How different is that than you or I sitting on the beach, clipping our toenails, tossing them in a bag of cheap trail mix and then presuming as we snack on a handful that the clippings are shards of particularly tough almonds or thick, sharp slivers of dessicated coconut?
Now – same question, but picture the above scenario at a stretch of shoreline adjacent to a clothing-optional beach, and there’s really no line of demarcation telling me I had wandered into in an area where I needed to put my Umbros back on. I think a $135 ticket is a little outrageous.
Last week, as you’ll recall, you attended Part II of my lecture series, “Understanding and Appreciating Anachronistic Package Design That I Found at the 99¢ Only Store” or whatever the hell I called it. Here, here’s a link in case you somehow forgot, and if you forgot, for God’s sake don’t tell me, because it’s just going to make me upset.
Anyway, Number 10 in that slideshow was an unassuming little roll of candy called Necco Wafers, sure.
Well! Wouldn’t you know it – as soon as the package design people at the New England Confectionery Company got wind of my article, they were so embarrassed that they immediately updated the packaging, and somehow got the new Necco Wafer rolls in the stores the very next day, all because of my article shaming them, which was not my intention – you know this!
I was celebrating the “old school” (as you call insist on calling it) look of all of these products, Necco Wafers among them. Celebrating, not denigrating! I need to put that on a t-shirt. Look for it as soon as I get my Café Press store up and running. (Soon – promise!)

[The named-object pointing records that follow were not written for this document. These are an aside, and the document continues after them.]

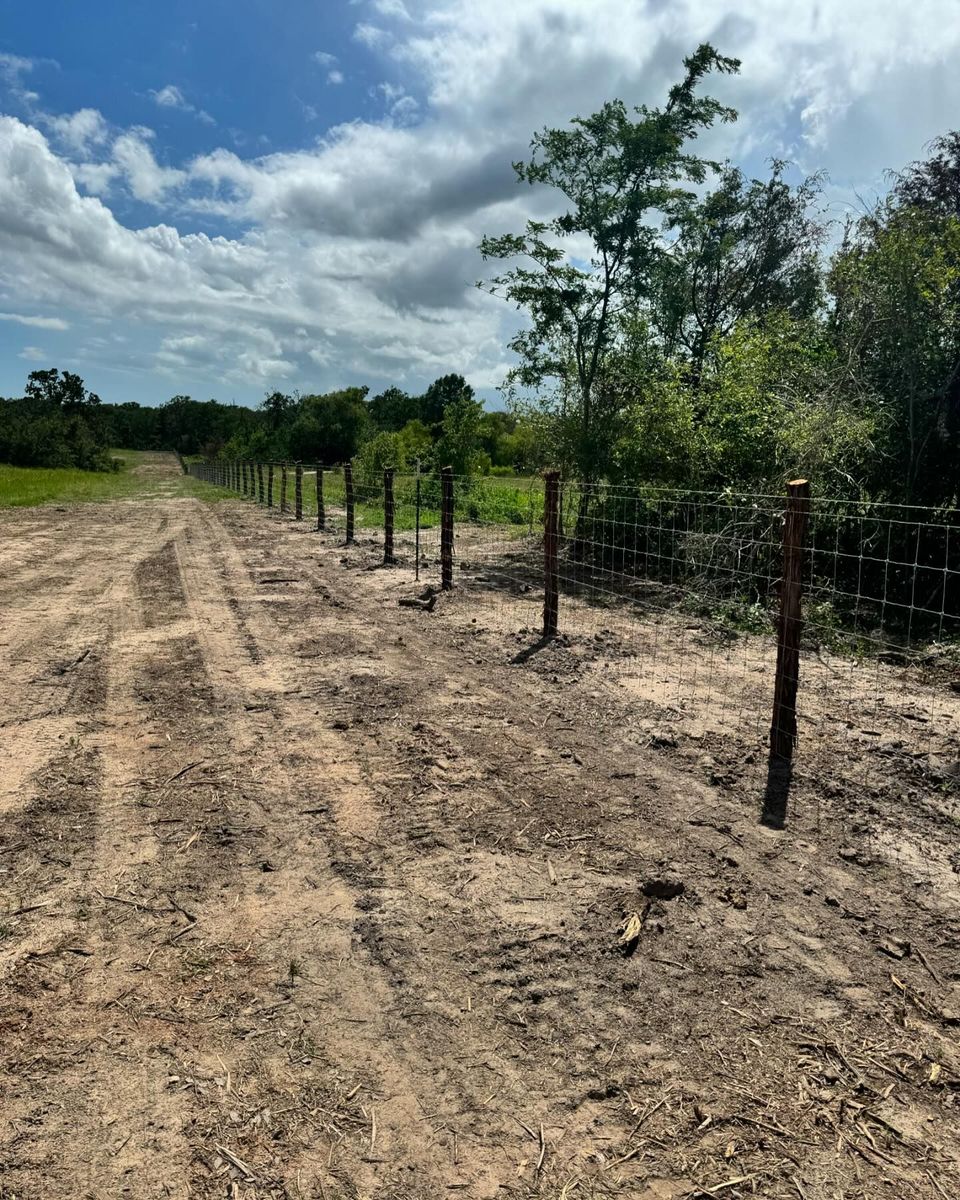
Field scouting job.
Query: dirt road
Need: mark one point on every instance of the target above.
(305, 894)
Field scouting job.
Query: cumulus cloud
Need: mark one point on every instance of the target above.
(78, 131)
(171, 96)
(357, 253)
(133, 157)
(329, 63)
(35, 322)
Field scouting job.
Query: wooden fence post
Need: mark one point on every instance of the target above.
(348, 490)
(551, 552)
(784, 725)
(447, 528)
(388, 515)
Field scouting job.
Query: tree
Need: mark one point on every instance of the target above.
(460, 437)
(65, 391)
(743, 250)
(394, 408)
(895, 286)
(619, 177)
(439, 395)
(330, 429)
(279, 408)
(933, 184)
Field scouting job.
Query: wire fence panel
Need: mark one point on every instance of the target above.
(675, 595)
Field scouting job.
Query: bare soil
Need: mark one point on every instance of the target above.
(306, 894)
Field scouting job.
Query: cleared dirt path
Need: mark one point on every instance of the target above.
(304, 894)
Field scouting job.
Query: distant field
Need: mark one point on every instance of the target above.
(143, 474)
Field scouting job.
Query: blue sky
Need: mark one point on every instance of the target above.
(227, 198)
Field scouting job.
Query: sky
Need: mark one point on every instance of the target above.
(222, 199)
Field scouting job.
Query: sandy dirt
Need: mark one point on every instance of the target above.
(306, 894)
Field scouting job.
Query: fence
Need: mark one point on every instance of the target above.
(760, 618)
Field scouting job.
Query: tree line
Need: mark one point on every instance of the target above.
(684, 325)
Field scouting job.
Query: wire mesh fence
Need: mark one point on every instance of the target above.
(679, 598)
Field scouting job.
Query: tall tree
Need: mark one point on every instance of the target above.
(895, 285)
(621, 179)
(743, 250)
(933, 184)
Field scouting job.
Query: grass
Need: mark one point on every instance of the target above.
(143, 475)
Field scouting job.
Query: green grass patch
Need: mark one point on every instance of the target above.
(142, 475)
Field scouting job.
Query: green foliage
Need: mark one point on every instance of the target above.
(28, 486)
(383, 450)
(393, 409)
(895, 283)
(460, 433)
(618, 175)
(744, 250)
(57, 423)
(329, 429)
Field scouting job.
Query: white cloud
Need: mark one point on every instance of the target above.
(135, 160)
(79, 131)
(171, 96)
(35, 322)
(372, 36)
(358, 252)
(391, 9)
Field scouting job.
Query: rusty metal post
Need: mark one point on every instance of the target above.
(348, 490)
(417, 543)
(784, 725)
(388, 515)
(447, 528)
(551, 551)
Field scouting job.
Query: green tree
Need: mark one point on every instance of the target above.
(621, 178)
(460, 437)
(394, 408)
(743, 250)
(330, 429)
(895, 287)
(439, 395)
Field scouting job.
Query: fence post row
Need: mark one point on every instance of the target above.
(388, 515)
(551, 552)
(348, 490)
(447, 528)
(784, 725)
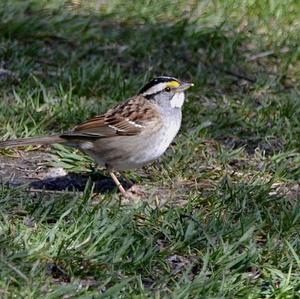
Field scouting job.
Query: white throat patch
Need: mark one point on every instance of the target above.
(177, 100)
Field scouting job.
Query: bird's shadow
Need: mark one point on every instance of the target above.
(78, 182)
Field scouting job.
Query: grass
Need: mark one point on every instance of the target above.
(221, 215)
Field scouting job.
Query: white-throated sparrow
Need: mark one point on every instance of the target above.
(129, 135)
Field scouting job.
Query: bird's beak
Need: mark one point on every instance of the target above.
(184, 86)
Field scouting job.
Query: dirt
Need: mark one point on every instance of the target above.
(32, 168)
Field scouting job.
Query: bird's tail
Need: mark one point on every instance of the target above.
(32, 140)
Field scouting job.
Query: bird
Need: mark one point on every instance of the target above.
(129, 135)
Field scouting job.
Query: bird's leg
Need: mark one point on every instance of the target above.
(117, 182)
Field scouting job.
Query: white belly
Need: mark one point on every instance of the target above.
(156, 145)
(130, 152)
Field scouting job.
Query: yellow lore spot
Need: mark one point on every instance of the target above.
(173, 84)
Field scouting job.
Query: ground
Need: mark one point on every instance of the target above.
(219, 217)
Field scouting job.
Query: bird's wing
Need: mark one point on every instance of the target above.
(126, 119)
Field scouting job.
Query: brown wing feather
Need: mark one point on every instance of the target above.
(126, 119)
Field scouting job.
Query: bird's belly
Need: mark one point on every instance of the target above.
(130, 152)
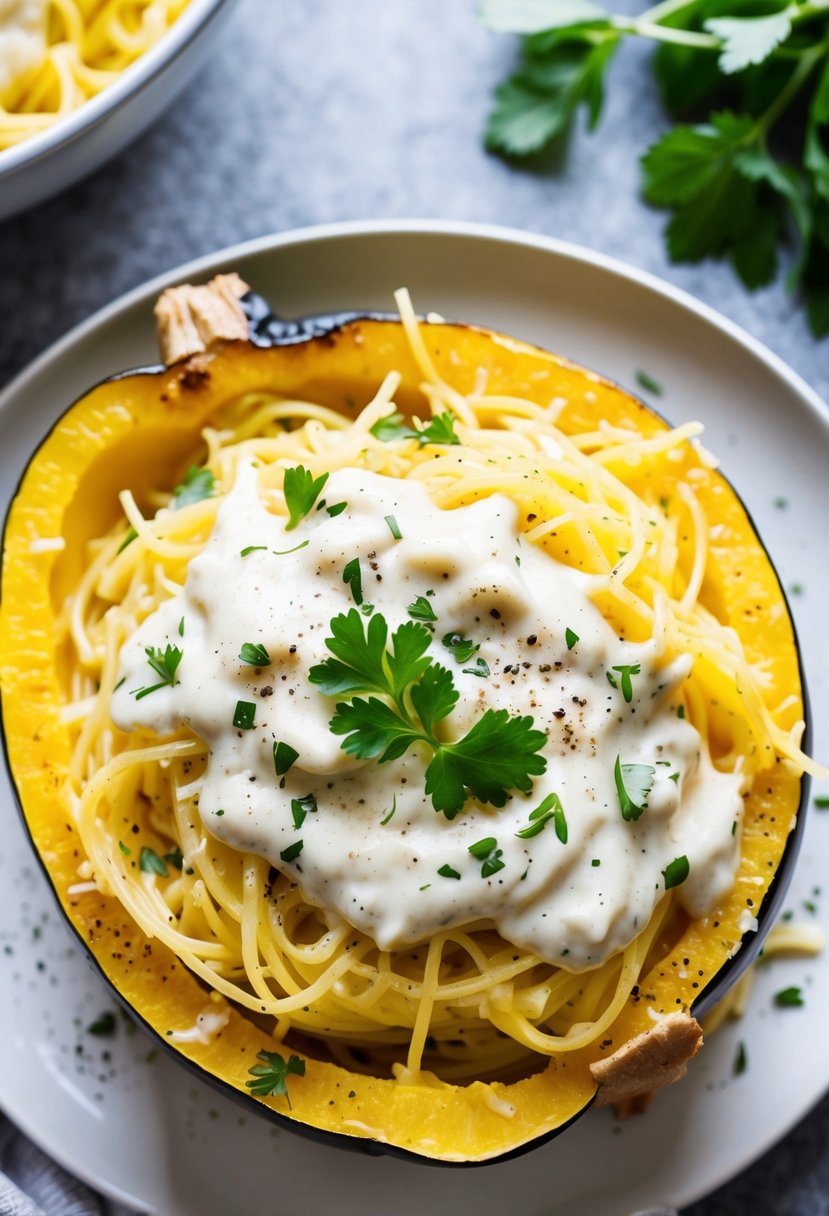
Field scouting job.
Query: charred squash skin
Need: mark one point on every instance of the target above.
(137, 431)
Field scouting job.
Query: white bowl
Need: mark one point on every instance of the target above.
(78, 144)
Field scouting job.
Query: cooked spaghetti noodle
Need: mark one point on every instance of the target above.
(613, 504)
(83, 46)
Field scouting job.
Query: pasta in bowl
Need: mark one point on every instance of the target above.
(80, 78)
(426, 718)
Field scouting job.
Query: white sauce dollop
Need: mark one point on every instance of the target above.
(574, 904)
(22, 38)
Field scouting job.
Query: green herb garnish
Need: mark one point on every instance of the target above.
(165, 664)
(488, 853)
(789, 998)
(255, 654)
(271, 1076)
(198, 484)
(550, 809)
(244, 714)
(751, 72)
(422, 609)
(302, 490)
(496, 755)
(447, 872)
(353, 578)
(292, 851)
(299, 809)
(462, 648)
(625, 673)
(283, 758)
(676, 872)
(439, 431)
(633, 783)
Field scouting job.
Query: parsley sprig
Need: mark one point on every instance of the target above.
(412, 697)
(165, 664)
(271, 1076)
(736, 187)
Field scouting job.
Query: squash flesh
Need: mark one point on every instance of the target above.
(135, 432)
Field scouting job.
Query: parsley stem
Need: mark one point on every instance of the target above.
(807, 62)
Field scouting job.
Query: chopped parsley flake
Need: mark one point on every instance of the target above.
(488, 853)
(676, 872)
(353, 576)
(292, 851)
(789, 998)
(244, 714)
(255, 654)
(633, 783)
(422, 609)
(283, 758)
(447, 872)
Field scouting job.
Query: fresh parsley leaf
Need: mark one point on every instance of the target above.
(676, 872)
(372, 730)
(165, 664)
(283, 758)
(749, 40)
(498, 754)
(292, 851)
(244, 715)
(302, 490)
(488, 853)
(439, 431)
(625, 673)
(537, 103)
(789, 998)
(633, 783)
(480, 668)
(198, 484)
(151, 863)
(550, 809)
(461, 647)
(299, 809)
(447, 872)
(128, 540)
(270, 1079)
(434, 697)
(353, 578)
(255, 654)
(422, 609)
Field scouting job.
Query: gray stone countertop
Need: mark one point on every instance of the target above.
(322, 111)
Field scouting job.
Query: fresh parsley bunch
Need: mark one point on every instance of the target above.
(754, 174)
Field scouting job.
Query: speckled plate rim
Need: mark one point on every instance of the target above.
(206, 265)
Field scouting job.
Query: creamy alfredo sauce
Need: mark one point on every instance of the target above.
(573, 902)
(22, 38)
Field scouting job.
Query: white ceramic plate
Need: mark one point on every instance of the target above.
(137, 1125)
(84, 139)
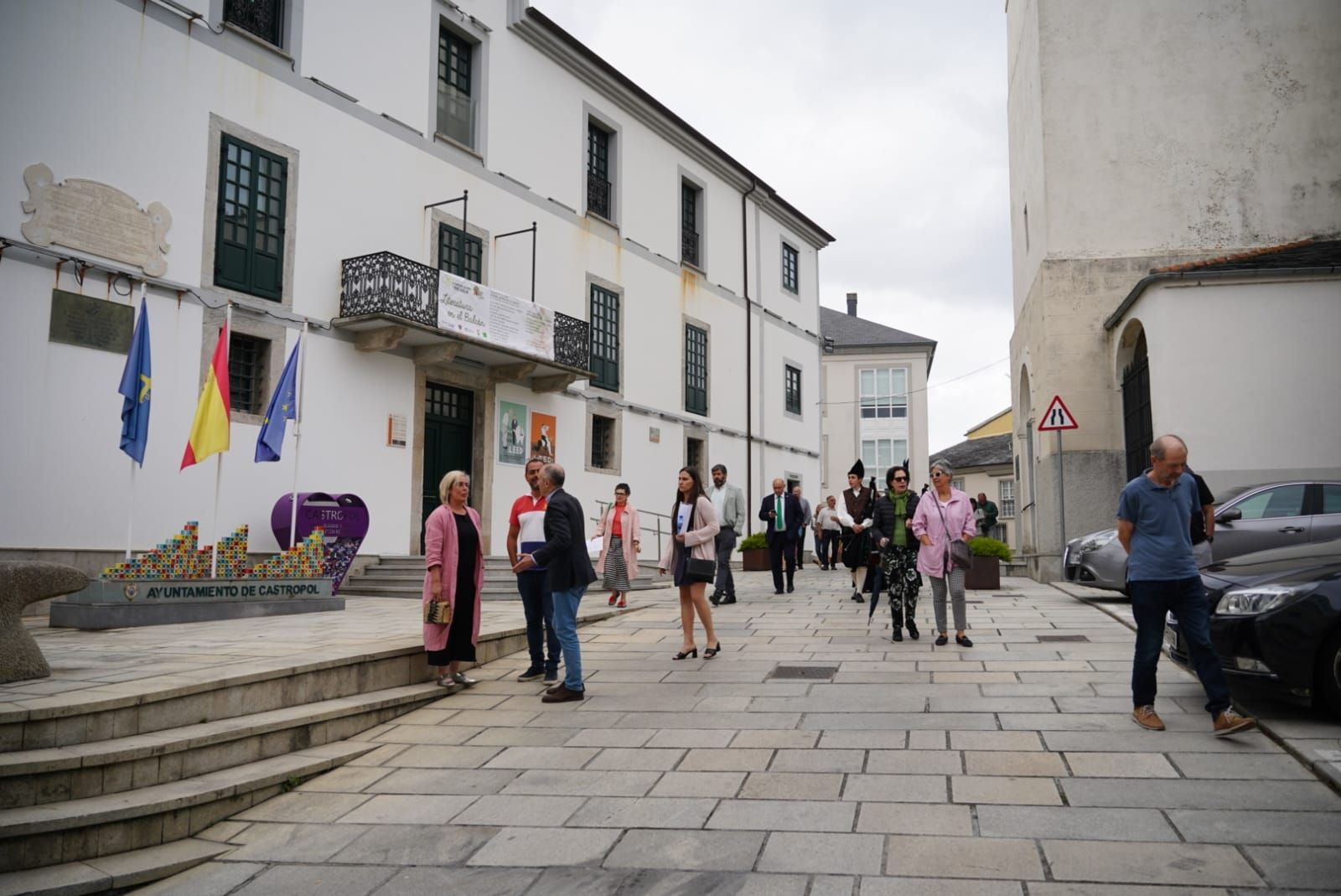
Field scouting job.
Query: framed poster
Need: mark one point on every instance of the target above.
(543, 432)
(513, 444)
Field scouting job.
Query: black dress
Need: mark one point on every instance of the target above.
(459, 634)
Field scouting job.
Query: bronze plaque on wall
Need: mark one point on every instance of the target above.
(94, 324)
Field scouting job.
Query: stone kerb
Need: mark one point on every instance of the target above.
(23, 583)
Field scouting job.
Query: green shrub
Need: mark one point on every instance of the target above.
(753, 542)
(990, 547)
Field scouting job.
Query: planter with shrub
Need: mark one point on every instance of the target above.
(986, 572)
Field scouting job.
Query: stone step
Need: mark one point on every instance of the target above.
(113, 872)
(98, 826)
(39, 777)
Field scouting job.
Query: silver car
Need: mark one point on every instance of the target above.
(1250, 518)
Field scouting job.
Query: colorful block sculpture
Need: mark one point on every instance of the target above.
(181, 557)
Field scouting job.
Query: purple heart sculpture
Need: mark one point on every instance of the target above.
(344, 518)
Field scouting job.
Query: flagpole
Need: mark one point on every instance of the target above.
(131, 514)
(219, 458)
(298, 433)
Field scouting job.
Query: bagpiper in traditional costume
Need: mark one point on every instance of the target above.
(858, 505)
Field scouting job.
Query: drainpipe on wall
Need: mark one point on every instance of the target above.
(744, 274)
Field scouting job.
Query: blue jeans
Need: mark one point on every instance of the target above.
(1186, 597)
(567, 627)
(540, 620)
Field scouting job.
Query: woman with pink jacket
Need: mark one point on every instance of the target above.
(619, 533)
(943, 514)
(695, 536)
(455, 563)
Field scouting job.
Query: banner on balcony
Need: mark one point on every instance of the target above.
(491, 315)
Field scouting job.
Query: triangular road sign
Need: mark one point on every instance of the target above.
(1057, 417)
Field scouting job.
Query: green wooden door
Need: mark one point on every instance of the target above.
(448, 433)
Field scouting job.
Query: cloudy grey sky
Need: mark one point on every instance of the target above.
(882, 120)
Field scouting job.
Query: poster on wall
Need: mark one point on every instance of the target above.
(543, 431)
(513, 446)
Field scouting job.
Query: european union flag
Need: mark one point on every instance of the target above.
(283, 406)
(134, 386)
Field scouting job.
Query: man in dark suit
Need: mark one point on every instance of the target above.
(782, 514)
(569, 574)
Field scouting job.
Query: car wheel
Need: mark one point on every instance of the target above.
(1329, 674)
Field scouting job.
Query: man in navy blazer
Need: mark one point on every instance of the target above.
(781, 511)
(569, 570)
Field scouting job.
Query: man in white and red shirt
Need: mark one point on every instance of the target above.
(526, 536)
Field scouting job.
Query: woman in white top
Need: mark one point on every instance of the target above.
(696, 531)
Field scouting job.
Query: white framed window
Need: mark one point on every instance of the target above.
(884, 393)
(878, 455)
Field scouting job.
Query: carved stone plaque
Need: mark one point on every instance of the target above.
(96, 218)
(94, 324)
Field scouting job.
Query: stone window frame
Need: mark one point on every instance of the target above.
(218, 127)
(616, 415)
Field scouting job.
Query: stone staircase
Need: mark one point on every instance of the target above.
(111, 793)
(402, 576)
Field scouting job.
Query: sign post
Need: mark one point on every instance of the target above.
(1056, 419)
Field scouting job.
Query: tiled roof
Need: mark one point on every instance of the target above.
(848, 330)
(989, 451)
(1312, 252)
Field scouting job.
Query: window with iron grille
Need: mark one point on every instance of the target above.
(250, 225)
(1006, 498)
(603, 442)
(455, 87)
(459, 252)
(605, 339)
(598, 171)
(790, 268)
(247, 373)
(695, 369)
(261, 18)
(690, 196)
(791, 388)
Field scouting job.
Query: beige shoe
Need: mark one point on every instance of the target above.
(1231, 722)
(1147, 717)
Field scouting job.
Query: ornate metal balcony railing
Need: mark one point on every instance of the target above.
(598, 196)
(261, 18)
(688, 246)
(392, 285)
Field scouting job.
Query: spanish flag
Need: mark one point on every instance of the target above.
(210, 428)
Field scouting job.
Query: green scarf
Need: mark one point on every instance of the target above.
(900, 536)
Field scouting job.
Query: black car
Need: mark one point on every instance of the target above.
(1276, 623)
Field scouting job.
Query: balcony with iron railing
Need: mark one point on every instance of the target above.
(388, 302)
(690, 246)
(598, 196)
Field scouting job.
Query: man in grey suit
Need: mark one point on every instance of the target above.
(730, 505)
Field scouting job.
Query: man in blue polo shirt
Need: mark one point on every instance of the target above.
(1153, 523)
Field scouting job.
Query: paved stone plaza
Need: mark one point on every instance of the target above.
(1010, 768)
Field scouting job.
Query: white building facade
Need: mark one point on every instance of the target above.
(321, 163)
(1130, 153)
(875, 397)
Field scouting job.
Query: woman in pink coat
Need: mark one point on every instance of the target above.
(619, 533)
(455, 563)
(695, 536)
(943, 514)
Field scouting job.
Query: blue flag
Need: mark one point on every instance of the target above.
(134, 386)
(283, 406)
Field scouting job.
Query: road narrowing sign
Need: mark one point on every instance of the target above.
(1057, 417)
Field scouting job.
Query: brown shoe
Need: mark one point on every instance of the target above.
(562, 695)
(1231, 722)
(1147, 717)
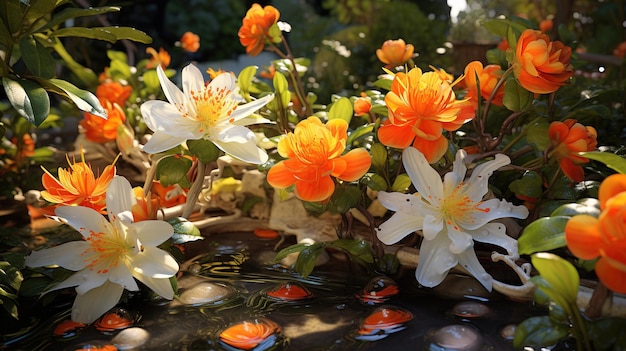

So let’s take one last look at the Classic Necco Wafer packaging before it’s gone forever, and brother, let me tell you – if you come across any of these old packages, snatch them up! They’re not making any more of these wrappers! Forget buying gold – put your money in vintage Necco Wafer Rolls – if you can even find them!
You can’t stop progress, I guess. I’m just relieved that as a concession to us anachronistic package designophiles – you included! – that the typeface they used for the words “The Original” looks kind of classic – you know, like something you’d see on the menu of a 50s themed diner, right?
Obviously, I anticipate this mention on my blog will send demand for the chalky, delicious candy discs through the roof. I also anticipate that the Necco people will thank me by sending me a case or two of candy (but not Necco Wafers, please – something with actual chocolate in it, for crying out loud.)